Detroit Mayor Mike Duggan unveiled a sweeping $200 million neighborhood revitalization initiative Monday, targeting seven historically underinvested zip codes with a coordinated package of housing rehabilitation, commercial corridor improvements, park upgrades, and small business grants designed to stabilize communities while preventing displacement of long-term residents.
The “Detroit Neighborhoods Forward” plan, developed over 18 months with input from more than 3,000 residents, will concentrate resources in zip codes covering Brightmoor, the North End, Osborn, Springwells Village, Bagley, Boynton, and Morningside — areas where vacancy rates, poverty, and infrastructure decay have historically been highest but where community organizations and anchor institutions have built meaningful capacity for change.
The funding package combines $80 million in federal Community Development Block Grant dollars, $60 million in state economic development appropriations secured through the Michigan Strategic Fund, and $60 million in philanthropic commitments led by the Kresge Foundation and the Community Foundation for Southeast Michigan.
“This is not a plan written in City Hall and dropped on neighborhoods,” Duggan told a crowd of residents and community leaders gathered at the Osborn Community Center. “This was built block by block, neighbor by neighbor, and it will be executed the same way.”

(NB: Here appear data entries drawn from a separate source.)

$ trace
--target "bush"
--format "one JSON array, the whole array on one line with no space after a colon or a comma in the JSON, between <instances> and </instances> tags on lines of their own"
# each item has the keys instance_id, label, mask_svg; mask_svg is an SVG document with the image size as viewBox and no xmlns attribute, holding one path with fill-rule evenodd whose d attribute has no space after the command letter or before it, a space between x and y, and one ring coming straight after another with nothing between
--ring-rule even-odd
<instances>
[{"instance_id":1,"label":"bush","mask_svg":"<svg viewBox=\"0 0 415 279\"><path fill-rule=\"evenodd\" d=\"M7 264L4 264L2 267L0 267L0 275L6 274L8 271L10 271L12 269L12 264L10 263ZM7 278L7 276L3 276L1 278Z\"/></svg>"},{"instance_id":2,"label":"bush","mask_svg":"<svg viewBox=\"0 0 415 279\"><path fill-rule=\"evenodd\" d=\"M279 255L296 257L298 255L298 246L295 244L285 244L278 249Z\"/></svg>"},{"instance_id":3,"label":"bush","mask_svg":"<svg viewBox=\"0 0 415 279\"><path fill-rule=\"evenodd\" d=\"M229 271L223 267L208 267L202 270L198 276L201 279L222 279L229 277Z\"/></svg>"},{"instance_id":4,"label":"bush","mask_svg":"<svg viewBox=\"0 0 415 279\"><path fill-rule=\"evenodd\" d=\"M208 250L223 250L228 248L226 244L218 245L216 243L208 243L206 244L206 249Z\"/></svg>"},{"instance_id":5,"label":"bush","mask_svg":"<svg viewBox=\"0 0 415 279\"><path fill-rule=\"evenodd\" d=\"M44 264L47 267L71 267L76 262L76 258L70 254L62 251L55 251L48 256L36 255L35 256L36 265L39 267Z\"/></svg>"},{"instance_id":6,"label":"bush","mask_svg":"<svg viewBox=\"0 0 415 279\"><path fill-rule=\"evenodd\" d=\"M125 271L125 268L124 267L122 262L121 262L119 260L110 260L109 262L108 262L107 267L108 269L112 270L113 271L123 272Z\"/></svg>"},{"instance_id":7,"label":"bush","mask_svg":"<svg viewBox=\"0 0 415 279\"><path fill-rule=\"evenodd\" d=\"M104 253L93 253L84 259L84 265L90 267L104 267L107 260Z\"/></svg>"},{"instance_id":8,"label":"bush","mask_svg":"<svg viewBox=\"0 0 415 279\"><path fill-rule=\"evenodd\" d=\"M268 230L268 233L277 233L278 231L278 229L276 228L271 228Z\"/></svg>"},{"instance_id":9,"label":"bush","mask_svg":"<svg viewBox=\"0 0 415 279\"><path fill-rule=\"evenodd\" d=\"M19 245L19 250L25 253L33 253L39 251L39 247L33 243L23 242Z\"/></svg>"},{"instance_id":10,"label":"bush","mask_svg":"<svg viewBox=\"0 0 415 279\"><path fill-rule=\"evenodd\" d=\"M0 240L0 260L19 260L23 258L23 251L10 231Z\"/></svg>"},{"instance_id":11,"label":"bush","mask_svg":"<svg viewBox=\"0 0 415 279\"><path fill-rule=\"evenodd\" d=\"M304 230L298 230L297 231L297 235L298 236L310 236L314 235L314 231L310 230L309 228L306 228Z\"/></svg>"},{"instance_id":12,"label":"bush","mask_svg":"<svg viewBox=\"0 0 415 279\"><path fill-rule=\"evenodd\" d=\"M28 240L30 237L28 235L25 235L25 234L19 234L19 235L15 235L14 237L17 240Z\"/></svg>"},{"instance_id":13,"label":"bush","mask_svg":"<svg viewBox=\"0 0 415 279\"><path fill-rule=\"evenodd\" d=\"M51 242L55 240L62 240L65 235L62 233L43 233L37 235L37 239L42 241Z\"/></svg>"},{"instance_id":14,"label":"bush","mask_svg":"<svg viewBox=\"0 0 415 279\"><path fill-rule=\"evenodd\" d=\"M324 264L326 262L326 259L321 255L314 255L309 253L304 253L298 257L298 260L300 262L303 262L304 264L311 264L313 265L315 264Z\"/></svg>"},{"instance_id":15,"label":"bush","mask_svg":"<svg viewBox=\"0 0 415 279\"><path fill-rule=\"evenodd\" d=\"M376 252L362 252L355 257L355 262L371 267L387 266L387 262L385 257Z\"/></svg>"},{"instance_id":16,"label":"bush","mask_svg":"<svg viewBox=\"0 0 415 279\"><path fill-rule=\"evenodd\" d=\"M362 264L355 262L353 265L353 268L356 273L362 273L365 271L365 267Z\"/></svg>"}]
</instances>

Key elements of the plan include the rehabilitation or demolition of 2,400 vacant structures over three years, the construction of 800 new affordable housing units, the installation of new streetscape and lighting along five major commercial corridors, and the creation of a $15 million small business loan fund specifically targeting minority-owned enterprises in the affected zip codes.
The Detroit Land Bank Authority will play a central role in managing property disposition and transferring vacant lots to community land trusts and nonprofit developers at reduced cost. City officials said anti-displacement protections, including rental assistance and right-to-return provisions for displaced tenants, had been built into the plan following extensive advocacy by housing justice organizations.
Council member Mary Waters, who represents several of the targeted neighborhoods, expressed cautious optimism but stressed accountability. “We’ve seen plans before. What matters is implementation, timelines, and whether residents see the change in their daily lives,” she said. The administration committed to quarterly public progress reports beginning in the first quarter of 2026.